The Visual Display of Quantitative Information, the first book by renowned statistician Edward Tufte, is a wonderful exploration of what does and does not work in data graphics.
Tufte self-published the book in 1982 but it remains relevant and insightful today. It’s full of examples, of both good and bad instances of data graphics, that Tufte uses to draw out general principles that he suggests “apply to most designs”.
I found one example where I disagreed with Tufte, which I’ll come onto later.
Principles vs. insights
Tufte uses the word “principle” throughout the book. Sometimes, the principles themselves appear as a summary at the end of a chapter, but sometimes they’re buried in the middle.
However, although he takes care to define many of the terms used in the book, Tufte never actually defines what he means by “principle”. And what looks like a statement of principle is not labelled as such.
Insights into graphical design are to be gained, I believe, from theories of what makes for excellence in art, architecture and prose.

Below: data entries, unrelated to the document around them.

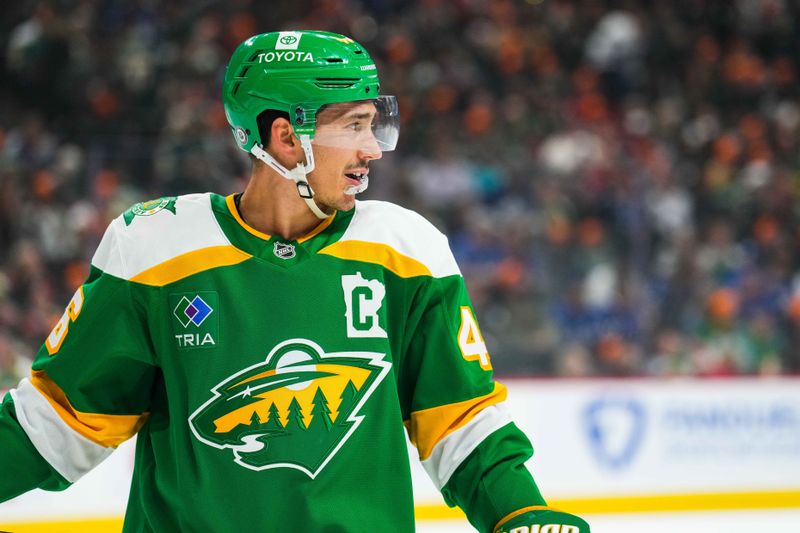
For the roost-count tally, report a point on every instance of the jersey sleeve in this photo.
(89, 387)
(455, 414)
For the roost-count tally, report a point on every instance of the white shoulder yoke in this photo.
(140, 241)
(405, 231)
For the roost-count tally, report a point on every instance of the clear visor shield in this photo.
(367, 125)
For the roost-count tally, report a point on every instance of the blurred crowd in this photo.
(619, 180)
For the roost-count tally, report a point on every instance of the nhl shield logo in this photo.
(296, 409)
(284, 250)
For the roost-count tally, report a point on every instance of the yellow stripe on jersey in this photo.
(379, 254)
(429, 426)
(105, 430)
(190, 263)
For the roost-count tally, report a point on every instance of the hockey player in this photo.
(270, 347)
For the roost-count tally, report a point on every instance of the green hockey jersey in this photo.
(270, 381)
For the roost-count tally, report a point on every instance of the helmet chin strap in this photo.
(297, 174)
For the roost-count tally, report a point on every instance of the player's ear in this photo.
(282, 138)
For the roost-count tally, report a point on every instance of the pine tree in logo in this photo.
(321, 411)
(273, 420)
(295, 420)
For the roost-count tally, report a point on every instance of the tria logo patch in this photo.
(284, 250)
(146, 209)
(196, 321)
(296, 409)
(192, 312)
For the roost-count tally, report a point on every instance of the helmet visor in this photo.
(364, 125)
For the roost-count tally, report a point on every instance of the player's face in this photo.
(344, 145)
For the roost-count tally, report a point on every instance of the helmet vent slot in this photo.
(335, 83)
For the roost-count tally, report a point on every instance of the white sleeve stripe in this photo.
(69, 453)
(449, 452)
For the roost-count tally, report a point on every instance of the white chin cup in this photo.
(352, 190)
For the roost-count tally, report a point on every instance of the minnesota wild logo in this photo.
(295, 410)
(146, 209)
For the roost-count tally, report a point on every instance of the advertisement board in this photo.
(600, 446)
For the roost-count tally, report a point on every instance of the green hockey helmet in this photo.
(298, 72)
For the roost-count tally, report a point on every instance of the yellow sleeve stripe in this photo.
(106, 430)
(429, 426)
(379, 254)
(523, 511)
(190, 263)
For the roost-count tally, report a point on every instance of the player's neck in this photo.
(271, 205)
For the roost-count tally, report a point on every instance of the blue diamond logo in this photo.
(198, 310)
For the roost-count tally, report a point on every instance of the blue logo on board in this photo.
(614, 429)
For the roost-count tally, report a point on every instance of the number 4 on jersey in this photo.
(470, 340)
(56, 337)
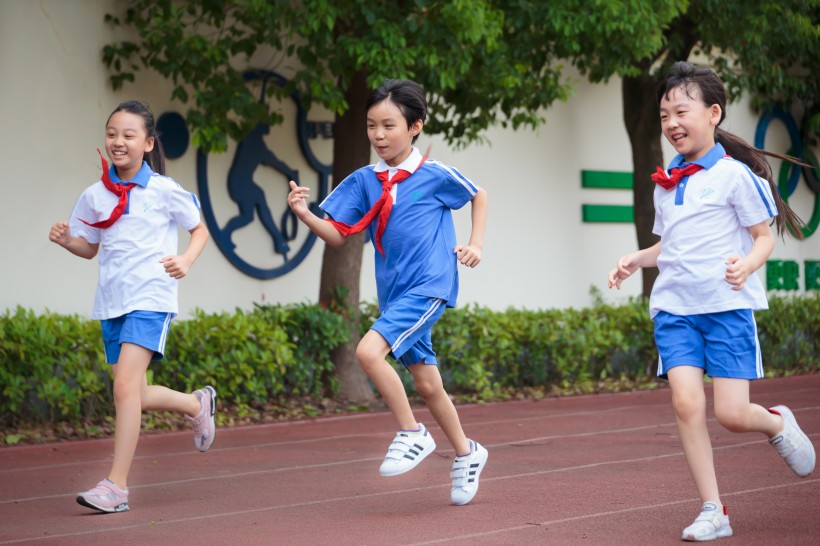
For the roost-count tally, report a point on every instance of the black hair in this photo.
(687, 77)
(406, 94)
(156, 157)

What follows is a mixture of the explicit principles and implicit insights I noted on a re-read of the book.
Tufte clearly sets out the first five principles at the end of the book’s first chapter, “Graphical Excellence”:
- Graphical excellence is the well-designed presentation of interesting data – a matter of substance, of statistics, and of design. [Emphasis is Tufte’s.]
- Graphical excellence consists of complex ideas communicated with clarity, precision, and efficiency.
- Graphical excellence is that which gives to the viewer the greatest number of ideas in the shortest time with the least ink in the smallest space.
- Graphical excellence is nearly always multivariate.
- And graphical excellence requires telling the truth about data.
He provides many examples that follow these principles. And his final point leads into the idea of graphical integrity – that is “telling the truth about data” or, perhaps more aptly, effectively telling the truth with data.
Tufte says “Graphical integrity is more likely to result if these principles are followed”:
- The representation of numbers, as physically measured on the surface of the graphic itself, should be directly proportional to the numerical quantities represented.
- Clear, detailed, and thorough labelling should be used to defeat graphical distortion and ambiguity. Write out explanations of the data on the graphic itself. Label important events in the data.
- Show data variation, not design variation.
- In time-series displays of money, deflated and standardized units of monetary measurement are nearly always better than nominal units.
- The number of information-carrying (variable) dimensions depicted should not exceed the number of dimensions in the data.
- Graphics must not quote data out of context.
There are many shocking examples of clear distortions of data to show what happens when these principles are not followed.
Sadly, I’m sure many more examples have risen to prominence in the 17 years since the book was published.
In a chapter simply called “Data-ink”, Tufte describes “data-ink” itself as
the non-erasable core of a graphic, the non-redundant ink arranged in response to variation in the numbers represented.
This is a fascinating idea.
The book includes an illustration of what data-ink and non-data-ink look like in the book.
To analyse this, Tufte defines what he calls a “data-ink ratio”: the amount of data-ink divided by “total ink used to print the graphic”.
These days, “ink” might easily be substituted with “pixels”.
Either way, the ratio is about efficiency and reducing clutter, aiding the reader of the data in getting to its meanings more easily.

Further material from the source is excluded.